As shown in Table 2, in each example, compared to Comparative Example 1, the residual ratio of dextromethorphan hydrobromide hydrate was high and the storage stability was excellent. In addition, the manufacturing method described in each example can provide excellent uniformity of distribution of the active ingredients, dextromethorphan hydrobromide hydrate and acetaminophen, in the uncoated tablet.

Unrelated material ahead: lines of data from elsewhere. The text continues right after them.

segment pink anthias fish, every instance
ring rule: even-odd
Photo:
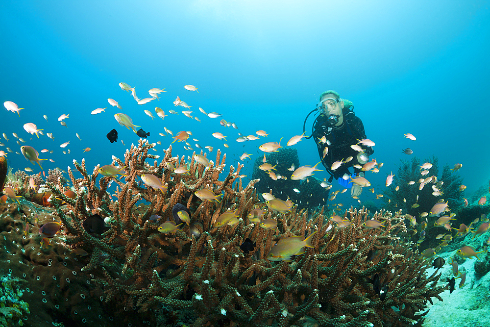
[[[3,102],[3,106],[8,111],[17,112],[17,114],[19,115],[19,117],[21,117],[21,114],[19,113],[19,111],[24,110],[24,108],[19,108],[18,105],[11,101],[5,101]]]
[[[311,166],[302,166],[300,167],[298,167],[296,170],[293,172],[293,175],[291,175],[291,179],[293,180],[305,179],[308,176],[314,175],[313,172],[322,172],[323,171],[321,169],[316,169],[316,167],[318,166],[318,164],[320,163],[320,162],[321,162],[321,161],[320,161],[313,167],[311,167]]]
[[[279,148],[282,148],[281,146],[281,140],[282,140],[282,138],[279,140],[279,143],[277,142],[267,142],[267,143],[264,143],[262,145],[259,147],[259,149],[264,152],[278,152],[277,149]]]
[[[374,144],[374,142],[371,141],[369,139],[363,139],[362,140],[359,140],[359,139],[356,139],[359,141],[359,142],[357,143],[357,144],[364,144],[367,147],[374,147],[375,145],[376,145],[375,144]]]

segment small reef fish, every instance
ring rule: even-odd
[[[8,197],[12,201],[15,201],[20,204],[21,202],[19,201],[19,198],[22,198],[22,197],[21,196],[17,196],[16,195],[15,192],[10,186],[5,186],[3,188],[3,193],[5,194],[7,197]]]
[[[150,132],[148,132],[147,133],[143,130],[143,128],[140,128],[138,130],[138,131],[136,132],[136,135],[140,137],[148,137],[150,136]]]
[[[298,142],[301,141],[301,139],[302,139],[303,137],[306,137],[306,136],[304,136],[305,133],[306,132],[303,132],[303,134],[302,134],[300,135],[296,135],[295,136],[293,136],[291,139],[290,139],[289,141],[288,141],[288,143],[286,143],[288,147],[290,147],[292,145],[294,145]]]
[[[248,218],[248,220],[250,221],[250,223],[253,223],[254,224],[259,224],[260,223],[260,218],[262,217],[262,215],[266,211],[264,209],[260,209],[259,208],[255,208],[255,209],[252,209],[252,210],[248,213],[247,215],[247,217]]]
[[[414,151],[412,151],[410,148],[407,148],[404,150],[402,150],[401,153],[405,153],[405,154],[412,154],[414,153]]]
[[[48,238],[47,237],[43,237],[43,239],[41,240],[41,247],[42,249],[44,250],[48,250],[49,248],[49,246],[52,245],[51,244],[51,239]]]
[[[455,172],[457,170],[459,170],[460,169],[461,169],[461,167],[463,167],[463,164],[456,164],[456,165],[454,165],[454,168],[451,168],[451,170],[453,171],[453,172]]]
[[[222,115],[218,113],[217,112],[210,112],[208,114],[208,117],[210,118],[217,118],[218,117],[222,117]]]
[[[280,148],[282,148],[282,147],[281,146],[281,140],[282,140],[282,137],[281,138],[281,139],[279,140],[279,143],[275,142],[264,143],[259,147],[259,149],[264,152],[278,152],[277,149]]]
[[[407,133],[407,134],[404,134],[403,136],[406,137],[407,139],[410,139],[412,141],[415,141],[416,140],[416,138],[414,135],[412,135],[410,133]]]
[[[316,232],[313,232],[306,238],[298,236],[282,238],[270,249],[266,257],[271,261],[292,261],[294,255],[305,252],[304,248],[315,247],[311,243],[311,237]]]
[[[201,164],[203,166],[209,167],[211,165],[211,162],[208,160],[208,158],[203,155],[200,154],[194,154],[193,156],[194,160]]]
[[[117,107],[119,109],[122,109],[122,107],[119,104],[119,102],[116,101],[116,100],[114,100],[114,99],[108,99],[107,102],[108,102],[109,104],[113,107]]]
[[[275,230],[277,227],[277,221],[274,219],[264,219],[260,222],[259,226],[266,229]]]
[[[19,111],[24,109],[24,108],[19,108],[19,106],[11,101],[5,101],[3,102],[3,106],[5,107],[5,108],[8,111],[17,112],[17,114],[19,115],[19,117],[21,117],[21,114],[19,113]]]
[[[313,172],[322,172],[323,170],[321,169],[315,169],[320,162],[321,162],[321,161],[319,162],[313,167],[307,165],[302,166],[298,168],[293,172],[293,175],[291,175],[291,179],[294,180],[305,179],[307,177],[315,175],[313,174]]]
[[[126,115],[125,114],[116,114],[114,115],[114,118],[116,118],[116,120],[117,121],[118,123],[119,123],[122,126],[125,126],[128,129],[131,127],[133,129],[133,131],[135,133],[137,133],[136,130],[134,129],[134,127],[141,127],[141,126],[137,126],[136,125],[133,125],[133,120],[129,117],[129,116]]]
[[[188,90],[188,91],[195,91],[198,93],[199,93],[199,91],[197,91],[197,88],[196,88],[196,86],[194,86],[194,85],[184,85],[184,88],[186,90]]]
[[[30,161],[31,163],[34,163],[35,162],[37,162],[41,169],[43,169],[43,167],[41,167],[39,161],[48,160],[47,159],[40,159],[39,157],[39,152],[36,151],[32,147],[29,147],[27,145],[22,146],[21,147],[21,152],[22,152],[25,159]]]
[[[180,210],[177,212],[177,215],[180,219],[180,220],[187,224],[187,226],[189,226],[189,224],[191,223],[191,217],[189,217],[189,213],[187,211],[183,210]]]
[[[116,130],[115,128],[107,133],[107,139],[110,141],[111,143],[118,141],[118,131]]]
[[[218,139],[219,140],[224,140],[225,141],[226,140],[226,139],[225,138],[227,137],[225,136],[219,132],[213,133],[212,135],[216,138]]]
[[[105,109],[106,109],[107,108],[107,107],[106,107],[105,108],[98,108],[97,109],[94,110],[92,110],[92,112],[91,112],[90,113],[92,114],[92,115],[97,115],[97,114],[100,113],[102,111],[105,112]]]
[[[292,203],[288,204],[286,201],[283,201],[280,199],[273,199],[266,201],[267,206],[271,210],[279,212],[291,212],[291,208],[293,207]]]
[[[98,169],[98,173],[106,177],[114,177],[118,174],[127,176],[126,174],[121,173],[122,170],[124,170],[124,167],[118,169],[113,165],[104,165]]]
[[[183,224],[183,223],[176,226],[175,223],[173,222],[167,221],[158,227],[158,231],[160,233],[163,233],[164,234],[168,234],[169,233],[175,234],[177,232],[177,230],[182,231],[182,229],[179,229],[179,227],[182,224]]]
[[[61,224],[57,222],[47,223],[39,228],[39,234],[44,237],[51,238],[59,232]]]
[[[39,135],[38,135],[37,132],[40,130],[44,130],[44,129],[37,129],[37,126],[32,123],[24,124],[24,127],[25,131],[27,133],[30,133],[31,135],[34,135],[35,133],[37,138],[39,138]]]
[[[172,137],[172,138],[173,139],[173,142],[172,143],[173,143],[176,141],[178,141],[179,142],[185,142],[187,140],[187,139],[189,138],[189,135],[187,132],[185,130],[182,130],[177,133],[176,136]]]

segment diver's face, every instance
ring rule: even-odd
[[[335,95],[334,94],[325,94],[321,98],[321,101],[323,101],[325,99],[328,99],[329,98],[335,98]],[[323,102],[323,109],[325,113],[325,115],[327,117],[330,116],[331,115],[337,115],[339,116],[339,122],[335,124],[336,126],[339,126],[342,124],[343,122],[343,114],[342,113],[342,109],[343,109],[344,104],[343,101],[341,101],[339,102],[336,102],[334,100],[327,100],[324,101]]]

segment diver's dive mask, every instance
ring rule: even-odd
[[[320,114],[326,114],[328,112],[328,109],[332,109],[335,107],[337,104],[342,100],[339,99],[334,99],[333,98],[327,98],[322,100],[318,105],[317,105],[317,110]]]
[[[327,123],[330,126],[334,126],[339,123],[339,118],[340,117],[338,115],[330,115],[327,117]]]

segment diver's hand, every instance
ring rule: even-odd
[[[364,165],[366,163],[368,162],[368,161],[363,160],[361,158],[361,154],[364,154],[364,153],[363,153],[362,152],[360,152],[359,153],[357,153],[357,162],[359,162],[359,164],[360,165]],[[366,154],[364,154],[364,155],[366,155]],[[367,158],[368,157],[367,155],[366,155],[366,157]],[[368,158],[368,160],[369,160],[369,158]]]
[[[358,197],[362,193],[363,188],[358,185],[353,185],[350,189],[350,196]]]

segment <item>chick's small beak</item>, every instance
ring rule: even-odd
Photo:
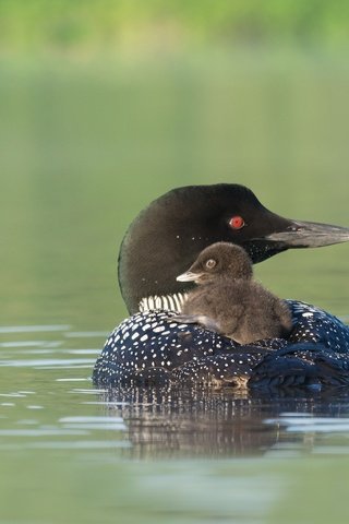
[[[193,282],[197,281],[201,277],[201,273],[193,273],[192,271],[186,271],[179,275],[176,281],[178,282]]]

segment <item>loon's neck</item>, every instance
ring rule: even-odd
[[[174,293],[172,295],[163,296],[154,295],[153,297],[142,298],[139,309],[141,312],[153,311],[154,309],[165,309],[180,313],[185,298],[185,293]]]

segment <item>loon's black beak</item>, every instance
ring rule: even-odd
[[[320,248],[347,242],[349,240],[349,229],[329,224],[290,221],[289,226],[284,231],[272,233],[264,239],[276,242],[286,249]]]

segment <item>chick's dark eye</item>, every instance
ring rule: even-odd
[[[242,216],[232,216],[229,221],[229,226],[231,229],[241,229],[244,226],[244,219]]]
[[[212,270],[213,267],[215,267],[216,261],[214,259],[208,259],[205,265],[207,270]]]

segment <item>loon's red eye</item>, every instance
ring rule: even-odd
[[[232,216],[229,221],[231,229],[241,229],[244,226],[244,219],[242,216]]]

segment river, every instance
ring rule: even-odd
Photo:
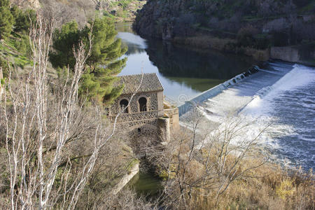
[[[132,31],[130,23],[118,24],[116,28],[118,37],[128,46],[127,64],[120,75],[141,71],[156,73],[164,95],[178,105],[255,64],[245,56],[146,40]],[[314,68],[272,62],[258,73],[206,100],[204,108],[211,122],[218,122],[231,111],[241,109],[241,115],[257,119],[262,126],[272,122],[261,143],[276,161],[309,170],[314,168],[315,160],[314,87]],[[259,126],[251,129],[258,130]],[[136,188],[148,180],[149,191],[158,186],[156,177],[141,176],[146,178],[140,177]]]

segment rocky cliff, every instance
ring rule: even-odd
[[[314,41],[314,0],[149,0],[134,27],[162,39],[211,35],[261,49]]]
[[[56,15],[67,20],[84,23],[86,19],[99,13],[112,18],[116,22],[132,21],[136,10],[146,3],[145,0],[10,0],[20,8],[38,9],[48,6]]]

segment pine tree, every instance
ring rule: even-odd
[[[10,36],[14,18],[10,12],[9,0],[0,0],[0,39]]]
[[[89,33],[92,33],[91,55],[87,60],[85,73],[82,77],[79,93],[88,99],[94,99],[110,104],[120,95],[122,88],[113,88],[112,84],[125,66],[127,59],[120,57],[127,51],[121,40],[116,39],[117,31],[112,21],[104,18],[90,21],[82,30],[75,22],[62,26],[54,33],[54,52],[50,62],[55,67],[74,67],[73,46],[82,40],[89,47]]]

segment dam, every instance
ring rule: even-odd
[[[208,132],[231,115],[254,122],[244,131],[244,138],[268,125],[258,144],[270,152],[271,159],[284,166],[314,169],[315,68],[271,61],[253,69],[255,73],[238,75],[179,106],[182,125],[195,108]]]

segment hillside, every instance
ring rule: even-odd
[[[148,1],[134,28],[144,36],[239,52],[313,42],[314,13],[314,0]]]

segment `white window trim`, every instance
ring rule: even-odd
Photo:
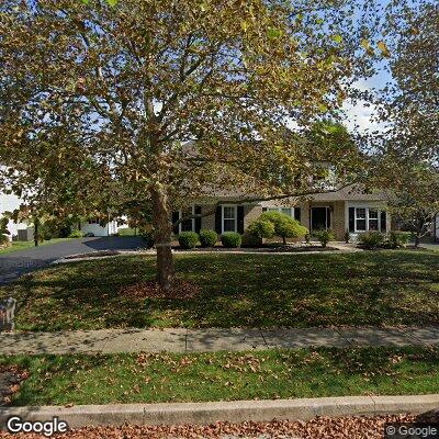
[[[354,205],[354,206],[350,206],[350,207],[353,207],[354,209],[354,215],[353,215],[353,217],[354,217],[354,233],[357,234],[357,233],[364,233],[364,232],[369,232],[370,230],[370,227],[369,227],[369,211],[370,210],[372,210],[372,211],[378,211],[378,232],[381,232],[381,233],[386,233],[387,232],[387,225],[386,225],[386,227],[385,227],[385,230],[382,230],[382,228],[381,228],[381,213],[382,213],[382,209],[380,209],[380,207],[375,207],[375,206],[370,206],[370,205]],[[365,210],[365,218],[358,218],[357,217],[357,209],[364,209]],[[360,230],[360,229],[358,229],[357,228],[357,219],[365,219],[365,230]]]
[[[267,206],[267,212],[279,212],[283,213],[282,209],[290,209],[291,210],[291,217],[295,218],[295,207],[293,206]]]
[[[183,210],[180,209],[179,211],[179,219],[181,219],[183,217]],[[192,215],[195,215],[195,205],[192,204]],[[192,218],[192,230],[191,232],[195,232],[195,218]],[[183,227],[183,223],[179,223],[179,234],[181,234],[181,228]]]
[[[224,207],[233,207],[235,211],[235,230],[238,232],[238,206],[236,204],[222,204],[221,206],[221,233],[224,234],[224,219],[232,219],[232,218],[224,218]],[[228,230],[230,232],[230,230]]]
[[[328,211],[329,211],[329,217],[331,215],[330,206],[311,206],[311,225],[313,225],[313,209],[326,209],[326,216],[325,216],[325,230],[328,230],[330,227],[328,227]],[[333,222],[333,218],[330,217],[330,222]]]

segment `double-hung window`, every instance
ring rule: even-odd
[[[236,205],[223,205],[223,233],[237,230],[237,209]]]
[[[294,207],[268,207],[268,212],[280,212],[294,218]]]
[[[386,229],[385,212],[375,207],[351,207],[352,229],[351,232],[362,233],[369,230]]]
[[[369,230],[380,230],[380,215],[375,209],[369,209]]]
[[[367,230],[367,209],[357,207],[356,209],[356,232]]]

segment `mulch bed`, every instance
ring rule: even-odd
[[[156,281],[140,282],[120,290],[121,295],[132,299],[192,299],[199,292],[198,285],[182,279],[177,279],[168,293],[165,293]]]
[[[16,367],[0,367],[0,407],[11,402],[12,395],[29,376],[27,371]]]
[[[225,248],[225,247],[196,247],[191,250],[185,250],[180,247],[172,248],[178,251],[236,251],[236,252],[284,252],[284,254],[301,254],[307,251],[337,251],[338,248],[335,247],[322,247],[322,246],[259,246],[259,247],[240,247],[240,248]]]
[[[300,439],[383,439],[385,423],[438,421],[436,415],[418,419],[413,415],[379,417],[318,417],[309,421],[217,423],[211,426],[123,426],[90,427],[56,436],[58,439],[162,439],[162,438],[300,438]],[[10,435],[2,439],[43,439],[42,435]]]

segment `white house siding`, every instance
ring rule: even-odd
[[[0,193],[0,217],[4,212],[13,212],[15,209],[19,209],[21,201],[15,195],[7,195],[4,193]],[[8,224],[8,229],[10,232],[9,238],[16,238],[19,230],[26,229],[27,224],[19,223],[15,224],[13,221],[10,221]]]
[[[346,228],[349,228],[349,207],[362,207],[362,209],[373,209],[373,210],[378,210],[378,211],[385,211],[385,204],[383,202],[380,201],[348,201],[346,202],[346,207],[345,207],[345,224],[346,224]],[[386,233],[391,229],[391,217],[389,212],[386,212],[386,218],[385,218],[385,230],[381,230],[383,233]],[[379,224],[381,225],[381,213],[379,216]],[[367,222],[367,227],[369,227],[369,224]],[[358,233],[350,233],[351,237],[353,239],[357,239],[358,235],[362,233],[362,232],[358,232]]]
[[[111,236],[117,233],[117,222],[112,221],[102,227],[100,224],[81,223],[81,232],[86,234],[93,234],[94,236]]]

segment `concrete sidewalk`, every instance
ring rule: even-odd
[[[309,347],[439,346],[439,327],[101,329],[1,333],[0,353],[212,352]]]

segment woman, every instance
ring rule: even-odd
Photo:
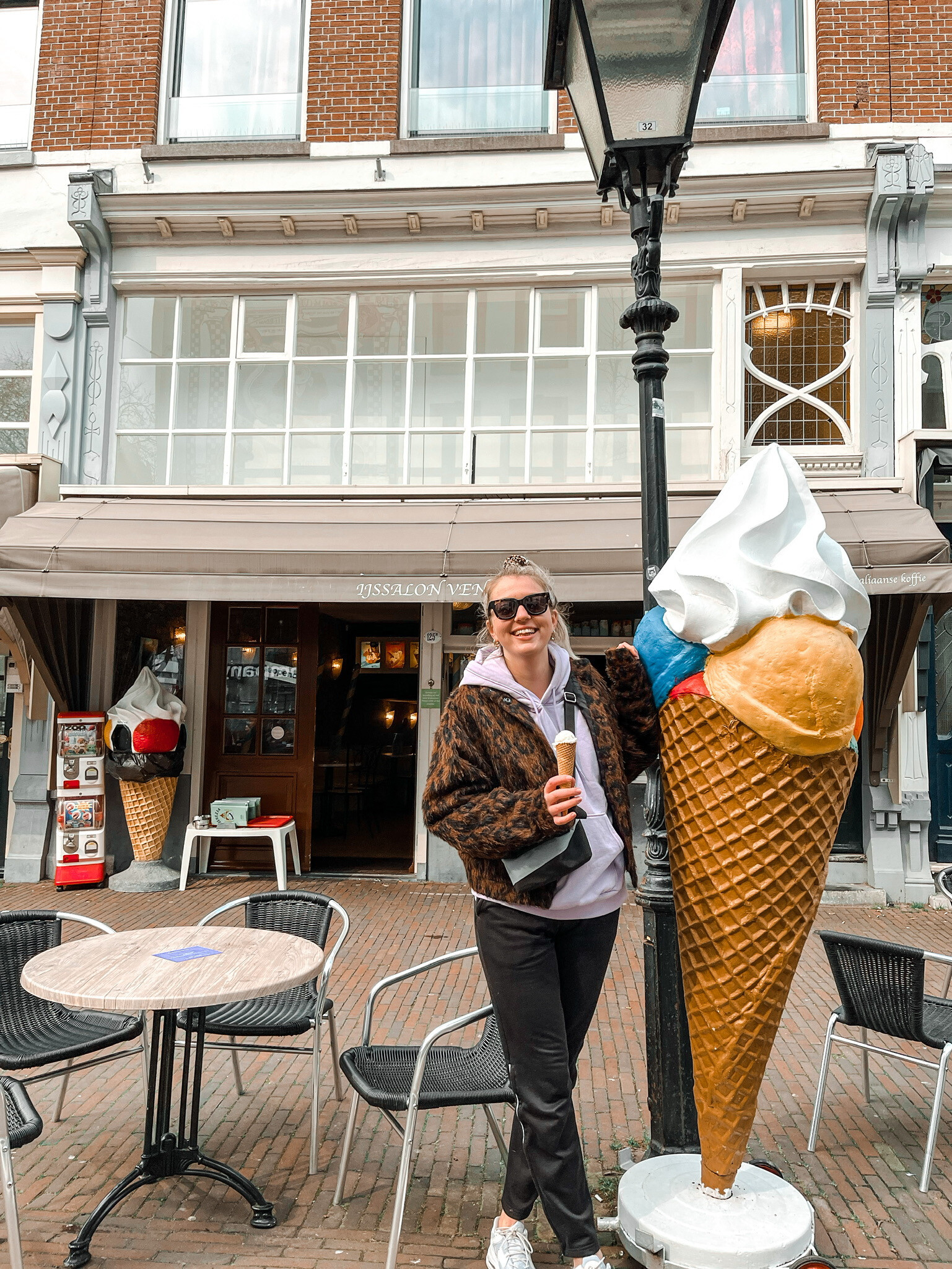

(Formulation Examples 1-63)
Examples of solid formulations are shown in Tables 3-11.

Claims (11)

a first mixing step of producing a first mixture containing dextromethorphan or its salt powder or granules thereof and acetaminophen powder;
a fluid bed granulation step of spraying purified water or a liquid containing a binder to the first mixture to produce granules;
a second mixing step of adding a lubricant to the granules obtained in the fluidized bed granulation step to produce a second mixture;
A method for producing a pharmaceutical solid composition, comprising: a first mixing step of producing a first mixture comprising dextromethorphan or its salt powder or granules thereof, acetaminophen powder, and an antioxidant;
a wet granulation step of spraying or dropping purified water or a liquid containing a binder to the first mixture to produce granules;
a second mixing step of adding a lubricant to the granules obtained in the wet granulation step to produce a second mixture;
A method for producing a pharmaceutical solid composition, comprising: 3. The method for producing a pharmaceutical solid composition according to claim 2, wherein the antioxidant is ascorbic acid. the dextromethorphan or a salt thereof is dextromethorphan hydrobromide hydrate,
The content of the antioxidant with respect to the total amount of the dextromethorphan hydrobromide hydrate and the acetaminophen in the first mixture is 0.002 or more and 0.35 or less by mass. A method for producing the solid pharmaceutical composition according to claim 2 or 3. 3. The method for producing a solid pharmaceutical composition according to claim 1, wherein said dextromethorphan or a salt thereof is dextromethorphan hydrobromide hydrate. 3. The method for producing a solid pharmaceutical composition according to claim 1 or 2, wherein said first mixing step is a step of producing said first mixture further comprising an excipient. 7. The method for producing a pharmaceutical solid composition according to claim 6, wherein said excipient comprises crystalline cellulose. the dextromethorphan or a salt thereof is dextromethorphan hydrobromide hydrate,
3. The pharmaceutical solid composition according to claim 1, wherein the mass ratio of said acetaminophen to said dextromethorphan hydrobromide hydrate in said first mixture is 1 or more and 188 or less. A method of making things. 3. The method for producing a pharmaceutical solid composition according to claim 1, wherein the granules obtained in the step of producing the granules have an average particle size of 75 [mu]m or more and 850 [mu]m or less. 3. The method for producing a solid pharmaceutical composition according to claim 1, wherein said solid pharmaceutical composition is a solid pharmaceutical preparation, and the dosage form of said solid pharmaceutical preparation is a sugar-coated tablet or a film-coated tablet. The production of the solid pharmaceutical composition according to claim 1 or 2, wherein the solid pharmaceutical composition is a solid pharmaceutical preparation, and the dosage form of the solid pharmaceutical preparation is granules, fine granules or capsules. Method.